Russian paratroopers who fought in Ukraine say troops are deliberately shooting themselves in the leg to escape war and get paid $50,000


Russia

Russian soldiers clear an area in the city of Mariupol, Ukraine, July 13, 2022. The soldier in this photo is not Pavel Filachev.Olga Martseva/AFP via Getty Images

  • A Russian paratrooper who fought in Ukraine wrote a 141-page memoir about his time there.

  • Pavel Filatyev described how the soldier was too exhausted and wounded and was about to leave.

  • Filatiev, who later fled Russia, told the Guardian He could not “keep quiet”.

Russian paratroopers who fought in Ukraine say their troops are deliberately shooting them in the leg to escape the war and get paid $50,000.

Pavel Filatiev, 33 years old, 141-page memoir published Two weeks ago, on the Russian social media platform VKontakte, outlining his experience on the front lines of the Ukrainian war, The Guardian reportedAn insider saw the memoir.

Memoirs — named after the Russian word “ZOV” pre-war symbol —The most detailed account of Russian soldiers fighting in Ukraine so far.

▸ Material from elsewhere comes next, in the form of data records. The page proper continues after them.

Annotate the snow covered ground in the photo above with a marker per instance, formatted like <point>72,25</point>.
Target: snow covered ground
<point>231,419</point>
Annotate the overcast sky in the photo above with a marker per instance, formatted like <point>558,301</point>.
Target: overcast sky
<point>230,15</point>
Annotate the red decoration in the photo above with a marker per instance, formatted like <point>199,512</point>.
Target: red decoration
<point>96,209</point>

It shows how some Russian soldiers face so much chaos, hunger and destruction and are looking for a way out.

“Someone started shooting limbs … To get three million rubles and get out of this hell,” Filatyev wrote in his memoirs.

his account was similar report from new york post When mail online Earlier this year, a Russian soldier said he had told his family that his comrades were shooting him in the leg to get home.

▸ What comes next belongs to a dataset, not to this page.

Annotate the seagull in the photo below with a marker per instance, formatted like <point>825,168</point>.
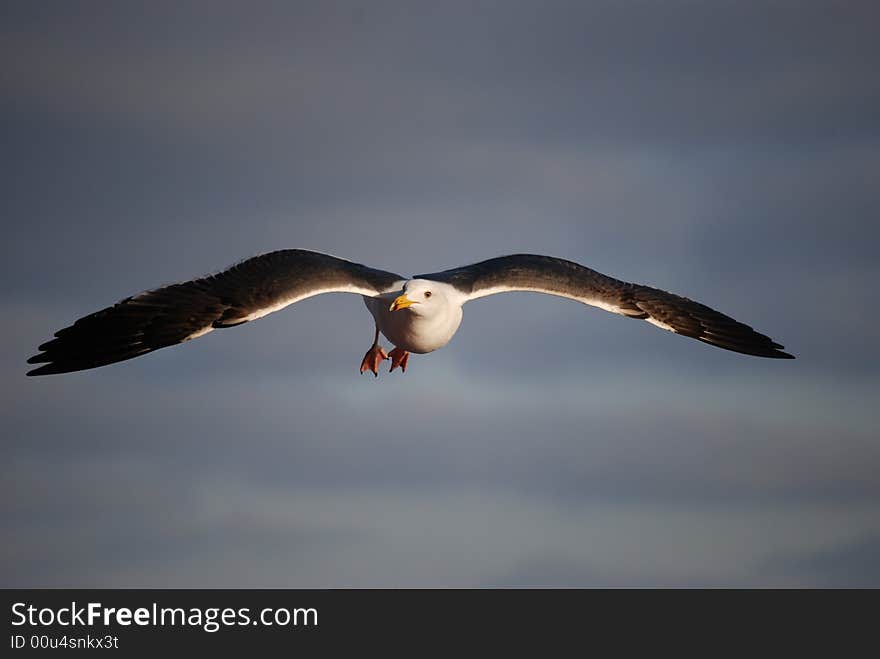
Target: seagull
<point>417,315</point>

Reuters report published in July Russian President Vladimir Putin has confirmed that he has announced that wounded soldiers can claim compensation of 3 million rubles. This is what the average Russian worker earns in his four years.

Filatiev was a member of the 56th Guards Air Raid Regiment, based in Crimea, the peninsula that Russia seized from Ukraine in 2014, says the memoir. The paratroopers are widely considered the elite of the Russian military, The Guardian reported.

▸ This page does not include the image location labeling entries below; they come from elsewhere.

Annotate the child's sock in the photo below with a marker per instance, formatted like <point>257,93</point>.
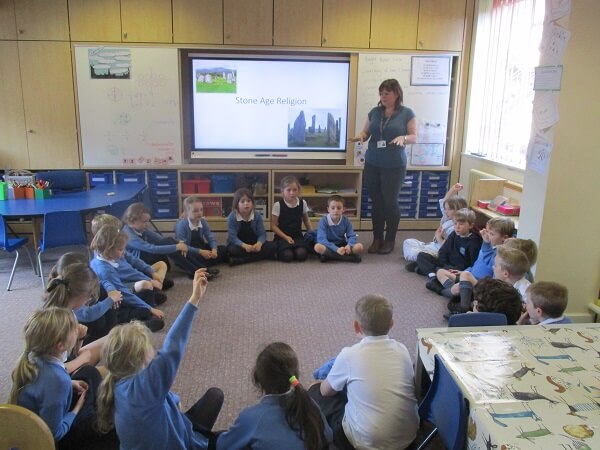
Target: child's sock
<point>466,293</point>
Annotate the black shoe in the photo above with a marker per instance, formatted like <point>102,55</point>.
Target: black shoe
<point>155,324</point>
<point>411,266</point>
<point>435,286</point>
<point>159,298</point>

He was sent to mainland Ukraine on February 24, the first day of the Russian invasion, to fight in the cities of Kherson and Mykolaiv before being wounded and evacuated from the front lines in early July with an eye infection, The Guardian said. reported.

“It took me a few weeks to realize that there was no war at all on Russian territory and that we had just attacked Ukraine,” he told The Guardian.

In his memoirs, Filatiev described the Russian army as “barbarians” who stole valuables from Ukrainian homes because they were “worth more than their paychecks.”

“Like savages, we ate everything there: oats, porridge, jam, honey, coffee…we didn’t care about anything. “What savagery can people be driven to by giving no thought to the fact that they must sleep, eat and wash?”

Insiders were unable to independently verify all the details of Filatyev’s story.

Filatiev fled Russia by an undisclosed route last week, The Guardian reported, and it’s unclear where he is currently based.

He told The Guardian that he wrote the memoir because he felt “I can’t keep quiet anymore.”

“I’m not afraid to fight in war. But I need to feel justice to understand that what I’m doing is right,” Filatiev told The Guardian. I believe this is all failing, not only because we stole everything, but because we Russians don’t feel that what we are doing is right.”

Russia’s Defense Ministry did not immediately respond to Insider’s request for comment.